Literature DB >> 32078938

Evaluating the catalytic activity of transition metal dimers for the oxygen reduction reaction.

Zhao Liang1, Mingming Luo1, Mingwei Chen1, Chao Liu2, S Gouse Peera3, Xiaopeng Qi1, Juan Liu4, U Pramod Kumar1, Tongxiang Liang Tongxiang Liang5.   

Abstract

Various experimental investigation had proved that metal dimers possess excellent oxygen reduction reaction (ORR) activity compared to single metal atom catalysts, due to the synergistic effect exerted by two metal atoms. However, it is still unclear how the electrocatalytic activity is enhanced in a fundamental aspect. In this study, we systematically investigated five 3d transition metals (Fe, Co, Ni, Cu and Zn) by density functional theory (DFT) to explore the ability of metal dimers to catalyze the ORR. It is found that different combinations of different metal atoms have different adsorption strengths to oxygenated intermediates, which helps to screen suitable catalyst materials. The scaling relationship of the free energy of adsorption of oxygen-containing species was calculated for various metal-dimer systems. The classical volcanic diagram is derived, and it is found that the CoZnOH embedded nitrogen-doped graphene (the overpotential is 0.61 V) shows the best catalytic properties, and it is predicted that when the adsorption free energy of OH is equal to 0.95 eV, the optimal overpotential is 0.29 V. Electronic structure calculations show that the pairing of different metal atoms alters the d-band center which in turn change the adsorption properties and hence ORR catalytic performance.
Copyright © 2020 Elsevier Inc.

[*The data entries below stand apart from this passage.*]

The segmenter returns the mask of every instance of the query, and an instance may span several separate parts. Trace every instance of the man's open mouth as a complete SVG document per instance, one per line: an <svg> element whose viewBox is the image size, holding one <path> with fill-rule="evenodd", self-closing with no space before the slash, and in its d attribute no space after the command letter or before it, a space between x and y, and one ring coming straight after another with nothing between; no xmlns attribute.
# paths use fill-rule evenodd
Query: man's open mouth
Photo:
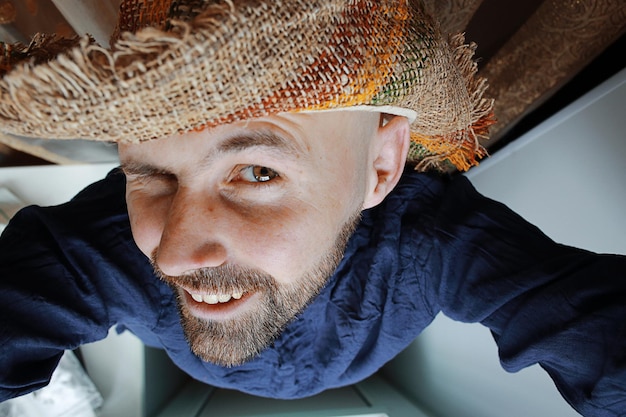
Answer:
<svg viewBox="0 0 626 417"><path fill-rule="evenodd" d="M240 300L243 297L243 292L233 292L232 294L203 294L196 292L189 292L189 295L197 303L206 304L219 304L227 303L231 300Z"/></svg>

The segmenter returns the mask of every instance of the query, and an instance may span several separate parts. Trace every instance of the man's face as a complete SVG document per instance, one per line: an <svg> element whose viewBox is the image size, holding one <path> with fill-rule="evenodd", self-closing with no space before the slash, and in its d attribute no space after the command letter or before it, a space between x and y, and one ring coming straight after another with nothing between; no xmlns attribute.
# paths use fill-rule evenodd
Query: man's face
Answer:
<svg viewBox="0 0 626 417"><path fill-rule="evenodd" d="M134 239L194 353L232 366L320 291L363 208L379 116L283 114L120 145Z"/></svg>

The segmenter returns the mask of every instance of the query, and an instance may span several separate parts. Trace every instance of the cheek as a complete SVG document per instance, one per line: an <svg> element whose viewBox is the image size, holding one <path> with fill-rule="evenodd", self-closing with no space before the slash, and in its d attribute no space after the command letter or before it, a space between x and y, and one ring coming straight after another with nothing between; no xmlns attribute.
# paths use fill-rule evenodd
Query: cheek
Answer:
<svg viewBox="0 0 626 417"><path fill-rule="evenodd" d="M265 219L246 223L238 238L246 247L245 258L282 283L317 266L336 232L328 215L306 204L285 204Z"/></svg>
<svg viewBox="0 0 626 417"><path fill-rule="evenodd" d="M169 201L165 199L158 201L145 198L138 193L128 193L126 204L133 239L141 252L151 257L161 241Z"/></svg>

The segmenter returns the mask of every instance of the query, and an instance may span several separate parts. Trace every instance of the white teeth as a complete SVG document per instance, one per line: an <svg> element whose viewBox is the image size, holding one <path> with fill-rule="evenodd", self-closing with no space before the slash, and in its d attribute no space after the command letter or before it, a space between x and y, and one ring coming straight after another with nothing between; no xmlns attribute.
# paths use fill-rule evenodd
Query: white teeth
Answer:
<svg viewBox="0 0 626 417"><path fill-rule="evenodd" d="M202 296L202 301L207 304L217 304L219 300L215 294L206 294Z"/></svg>
<svg viewBox="0 0 626 417"><path fill-rule="evenodd" d="M219 301L220 303L225 303L227 301L230 301L230 295L220 294L217 296L217 301Z"/></svg>
<svg viewBox="0 0 626 417"><path fill-rule="evenodd" d="M197 303L207 303L207 304L217 304L217 303L227 303L231 299L240 300L243 297L243 292L235 292L233 294L200 294L200 293L190 293L191 298L194 299Z"/></svg>

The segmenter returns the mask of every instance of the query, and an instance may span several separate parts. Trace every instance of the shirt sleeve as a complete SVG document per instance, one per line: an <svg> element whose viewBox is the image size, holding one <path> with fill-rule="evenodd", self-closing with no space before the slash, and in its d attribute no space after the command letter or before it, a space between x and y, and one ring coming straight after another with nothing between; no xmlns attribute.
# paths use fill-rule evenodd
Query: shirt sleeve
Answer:
<svg viewBox="0 0 626 417"><path fill-rule="evenodd" d="M626 415L626 257L557 244L462 177L431 219L444 314L489 327L506 370L539 363L581 414Z"/></svg>
<svg viewBox="0 0 626 417"><path fill-rule="evenodd" d="M118 172L12 219L0 236L0 401L47 385L64 350L106 337L123 311L149 320L141 283L123 279L138 275L130 245Z"/></svg>

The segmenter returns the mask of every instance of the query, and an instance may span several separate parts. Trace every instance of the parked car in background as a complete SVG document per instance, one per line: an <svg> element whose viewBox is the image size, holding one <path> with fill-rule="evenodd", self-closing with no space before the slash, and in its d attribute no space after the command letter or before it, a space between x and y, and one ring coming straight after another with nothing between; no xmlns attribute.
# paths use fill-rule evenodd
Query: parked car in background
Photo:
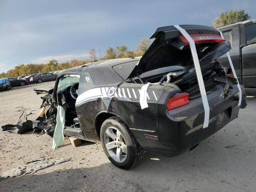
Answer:
<svg viewBox="0 0 256 192"><path fill-rule="evenodd" d="M231 44L230 51L238 81L245 87L256 87L256 20L245 21L219 28L224 38ZM218 60L229 66L226 54Z"/></svg>
<svg viewBox="0 0 256 192"><path fill-rule="evenodd" d="M11 88L12 86L8 78L0 79L0 90L9 90Z"/></svg>
<svg viewBox="0 0 256 192"><path fill-rule="evenodd" d="M30 82L30 78L31 78L32 77L34 77L36 75L37 75L37 74L34 74L34 75L28 75L28 76L26 76L24 77L24 78L22 78L24 79L26 79L29 82Z"/></svg>
<svg viewBox="0 0 256 192"><path fill-rule="evenodd" d="M54 73L53 73L53 74L54 74L54 75L58 75L59 74L60 74L63 71L63 70L60 70L60 71L56 71L56 72L54 72Z"/></svg>
<svg viewBox="0 0 256 192"><path fill-rule="evenodd" d="M53 81L56 80L56 74L50 73L42 73L30 77L31 83L42 83L44 81Z"/></svg>
<svg viewBox="0 0 256 192"><path fill-rule="evenodd" d="M21 75L20 76L19 76L18 77L18 78L17 78L17 79L22 79L22 78L24 78L26 76L28 76L28 75Z"/></svg>
<svg viewBox="0 0 256 192"><path fill-rule="evenodd" d="M12 78L7 78L9 81L10 81L11 85L12 87L16 86L24 86L24 85L27 85L29 84L28 81L26 79L15 79Z"/></svg>

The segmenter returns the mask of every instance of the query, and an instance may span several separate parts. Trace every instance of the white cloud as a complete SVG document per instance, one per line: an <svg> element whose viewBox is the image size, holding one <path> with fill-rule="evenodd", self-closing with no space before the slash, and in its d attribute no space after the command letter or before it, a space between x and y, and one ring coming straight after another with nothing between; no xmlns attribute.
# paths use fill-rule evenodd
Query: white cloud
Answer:
<svg viewBox="0 0 256 192"><path fill-rule="evenodd" d="M88 58L90 56L88 53L81 54L70 54L68 55L62 55L57 56L46 56L40 57L32 61L32 63L35 64L45 64L47 63L49 61L55 59L58 62L64 62L70 61L73 59L80 60Z"/></svg>

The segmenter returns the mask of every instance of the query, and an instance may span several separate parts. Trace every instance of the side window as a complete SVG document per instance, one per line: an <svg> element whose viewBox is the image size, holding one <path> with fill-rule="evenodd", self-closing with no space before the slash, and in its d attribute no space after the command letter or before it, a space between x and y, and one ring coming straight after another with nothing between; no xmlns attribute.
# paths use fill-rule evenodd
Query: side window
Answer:
<svg viewBox="0 0 256 192"><path fill-rule="evenodd" d="M250 44L256 41L256 23L246 26L245 28L246 44Z"/></svg>
<svg viewBox="0 0 256 192"><path fill-rule="evenodd" d="M224 38L228 41L229 41L231 46L232 46L232 30L223 32L223 36Z"/></svg>
<svg viewBox="0 0 256 192"><path fill-rule="evenodd" d="M80 76L78 92L80 93L93 86L93 82L89 73L82 73Z"/></svg>

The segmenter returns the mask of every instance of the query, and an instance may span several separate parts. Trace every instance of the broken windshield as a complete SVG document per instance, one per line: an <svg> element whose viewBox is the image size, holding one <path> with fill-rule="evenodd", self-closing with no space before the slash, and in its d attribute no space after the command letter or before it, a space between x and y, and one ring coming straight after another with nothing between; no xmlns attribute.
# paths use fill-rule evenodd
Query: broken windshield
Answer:
<svg viewBox="0 0 256 192"><path fill-rule="evenodd" d="M57 92L61 92L67 87L79 83L80 77L80 76L77 75L68 75L61 77L58 85Z"/></svg>

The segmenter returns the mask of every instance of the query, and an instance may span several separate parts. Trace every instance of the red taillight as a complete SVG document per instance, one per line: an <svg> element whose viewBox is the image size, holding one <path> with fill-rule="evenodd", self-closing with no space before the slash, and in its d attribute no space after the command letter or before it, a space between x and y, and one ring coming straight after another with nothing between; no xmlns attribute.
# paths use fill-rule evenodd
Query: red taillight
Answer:
<svg viewBox="0 0 256 192"><path fill-rule="evenodd" d="M191 35L190 37L195 42L195 44L206 43L220 43L225 41L220 36L217 35L206 34ZM180 38L185 43L185 45L189 45L189 42L184 36L180 36Z"/></svg>
<svg viewBox="0 0 256 192"><path fill-rule="evenodd" d="M188 93L183 93L170 98L166 104L167 110L169 111L188 104L189 103L189 94Z"/></svg>
<svg viewBox="0 0 256 192"><path fill-rule="evenodd" d="M227 75L226 76L227 77L234 77L234 75L233 75L233 74L232 74L232 73L229 73L228 74L227 74Z"/></svg>

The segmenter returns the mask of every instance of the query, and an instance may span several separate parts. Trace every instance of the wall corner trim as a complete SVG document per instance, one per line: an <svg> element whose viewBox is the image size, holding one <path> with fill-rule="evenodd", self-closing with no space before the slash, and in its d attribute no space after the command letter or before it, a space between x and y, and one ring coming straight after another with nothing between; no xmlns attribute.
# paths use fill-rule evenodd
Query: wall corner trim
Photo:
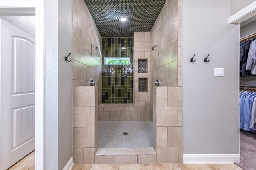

All rights reserved.

Entities:  

Keywords:  Density functional theory; Oxygen reduction reaction; Transition metal dimer; Volcano plot

Year:  2020        PMID: 32078938     DOI: 10.1016/j.jcis.2020.02.034

Source DB:  PubMed          Journal:  J Colloid Interface Sci        ISSN: 0021-9797            Impact factor:   8.128


  1 in total

1.  Accelerated discovery of superoxide-dismutase nanozymes via high-throughput computational screening.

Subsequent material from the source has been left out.